“I am what I am and that’s all what I am,” the old sailor muttered, half to himself, half to no one, “and I guess what I am is tired. Just tired.” He still clenched that corn cob pipe between his teeth but he didn’t smoke it anymore, doctor’s orders, it wasn’t supposed to be good for him. He vaped and he wore little patches, like some kind of pirate, he laughed to himself, but he could not let go of just holding that pipe in his mouth. That was how his whole life felt, how he felt himself to be as a member of the human race, outmoded but hanging on in half-measures by lingering reflexes.

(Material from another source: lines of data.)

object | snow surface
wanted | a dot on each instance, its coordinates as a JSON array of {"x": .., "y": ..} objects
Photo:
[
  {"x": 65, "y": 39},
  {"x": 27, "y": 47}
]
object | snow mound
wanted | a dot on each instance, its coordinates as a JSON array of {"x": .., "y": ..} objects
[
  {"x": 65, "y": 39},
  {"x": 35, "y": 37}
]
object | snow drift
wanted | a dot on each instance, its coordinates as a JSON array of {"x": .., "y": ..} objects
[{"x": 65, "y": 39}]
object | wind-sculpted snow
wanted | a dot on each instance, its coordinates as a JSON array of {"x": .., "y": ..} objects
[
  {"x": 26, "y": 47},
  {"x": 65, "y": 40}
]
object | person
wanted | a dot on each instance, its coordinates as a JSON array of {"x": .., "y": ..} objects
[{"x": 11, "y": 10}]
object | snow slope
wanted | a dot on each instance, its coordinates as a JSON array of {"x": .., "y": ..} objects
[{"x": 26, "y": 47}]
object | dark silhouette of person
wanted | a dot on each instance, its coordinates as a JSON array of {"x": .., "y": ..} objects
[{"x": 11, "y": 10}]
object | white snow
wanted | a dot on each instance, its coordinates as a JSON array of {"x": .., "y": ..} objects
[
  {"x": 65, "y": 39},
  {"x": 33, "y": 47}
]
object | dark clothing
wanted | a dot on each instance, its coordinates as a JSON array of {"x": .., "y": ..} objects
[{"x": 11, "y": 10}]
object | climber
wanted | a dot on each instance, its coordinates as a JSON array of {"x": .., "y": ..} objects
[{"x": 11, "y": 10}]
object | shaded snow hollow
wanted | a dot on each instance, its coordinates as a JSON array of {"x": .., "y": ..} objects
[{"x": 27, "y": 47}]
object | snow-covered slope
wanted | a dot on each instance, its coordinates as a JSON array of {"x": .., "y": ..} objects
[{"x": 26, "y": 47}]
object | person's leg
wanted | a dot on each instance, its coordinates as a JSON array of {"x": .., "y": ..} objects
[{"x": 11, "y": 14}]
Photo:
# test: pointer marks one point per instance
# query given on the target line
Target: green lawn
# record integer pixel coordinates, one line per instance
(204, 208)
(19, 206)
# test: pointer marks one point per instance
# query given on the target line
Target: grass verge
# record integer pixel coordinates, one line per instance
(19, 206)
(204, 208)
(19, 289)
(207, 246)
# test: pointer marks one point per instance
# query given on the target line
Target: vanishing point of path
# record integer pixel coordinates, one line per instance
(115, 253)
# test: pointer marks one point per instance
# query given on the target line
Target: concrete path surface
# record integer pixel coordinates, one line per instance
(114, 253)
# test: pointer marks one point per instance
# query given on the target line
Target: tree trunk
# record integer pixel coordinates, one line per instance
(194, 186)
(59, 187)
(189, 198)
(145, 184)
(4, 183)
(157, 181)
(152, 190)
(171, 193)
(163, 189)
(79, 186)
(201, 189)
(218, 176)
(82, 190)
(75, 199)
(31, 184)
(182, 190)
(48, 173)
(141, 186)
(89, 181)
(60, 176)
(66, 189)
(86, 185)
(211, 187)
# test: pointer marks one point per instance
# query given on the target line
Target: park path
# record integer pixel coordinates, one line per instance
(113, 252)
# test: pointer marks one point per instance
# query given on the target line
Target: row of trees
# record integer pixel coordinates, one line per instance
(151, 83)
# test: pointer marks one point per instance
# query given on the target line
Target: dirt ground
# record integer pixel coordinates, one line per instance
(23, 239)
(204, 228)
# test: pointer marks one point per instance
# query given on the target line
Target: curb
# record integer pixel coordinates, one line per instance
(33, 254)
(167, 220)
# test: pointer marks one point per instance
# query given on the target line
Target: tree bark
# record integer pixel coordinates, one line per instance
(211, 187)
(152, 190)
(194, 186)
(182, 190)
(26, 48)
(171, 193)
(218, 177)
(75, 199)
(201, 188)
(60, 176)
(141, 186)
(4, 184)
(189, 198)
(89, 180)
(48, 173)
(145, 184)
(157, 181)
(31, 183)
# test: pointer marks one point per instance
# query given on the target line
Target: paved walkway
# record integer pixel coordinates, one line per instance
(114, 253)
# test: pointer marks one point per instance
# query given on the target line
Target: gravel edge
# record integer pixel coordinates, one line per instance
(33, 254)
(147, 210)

Money wasn’t a worry, at least, he’d gotten out of his friend J. Wellington Wimpy’s Burgercoin scheme on the top, at its highest value, before the bottom fell out. You can keep telling a person you’ll pay them next Tuesday for a hamburger today but eventually a next Tuesday comes. Still, minimum security wasn’t a bad thing for Wimpy, the food good, tennis twice a week and all the other white-collar criminals treating him like a king for pulling off such an audacious flim-flam.
Health, amazing for his age, a lifelong diet of spinach, fresh catches and citrus juices to hold off scurvy do that for you. The children grew up, they still called on the regulars, that was nice. The wife, well, they had good times for a long time but with the kids gone and all that money, Olive found her own scam to run, one she actually believed in, unlike Wimpy. Little scented things she thought were magic that really just made people feel good because they smelled pretty. Essential Oyls, she called them, and they sure sold. She hung out with celebrities like Oprah and Gwyneth, which meant nothing to him but he was glad it kept her busy, it kept her happy. If he had learned anything in his life, that was it, find something to keep you busy and happy, even if it was stupid.
So, he’d made peace with Bluto and Brutus, bought a seafood restaurant for them to run together, even if with his bad eye he still had to admit, he couldn’t always tell those two brothers apart. No more enemies to fight, no more monsters to wallop, just the standing conscription of years to live out. Sometimes he thought about just sailing alone off into the nowheres, like his own father had, to drift until the waters claimed him, but that wouldn’t be fair to the kids. He had to set a heroic example for them, strong to the finish and all that good stuff.
Staring off into an azure sea, into a rich magenta sunset, he pulled at the vape again. His life, just like that robotic cigarillo, not exactly what he’d expected but still pretty much good enough. Red sky at night, after all, sailor’s delight. Two more puffs. Toot toot.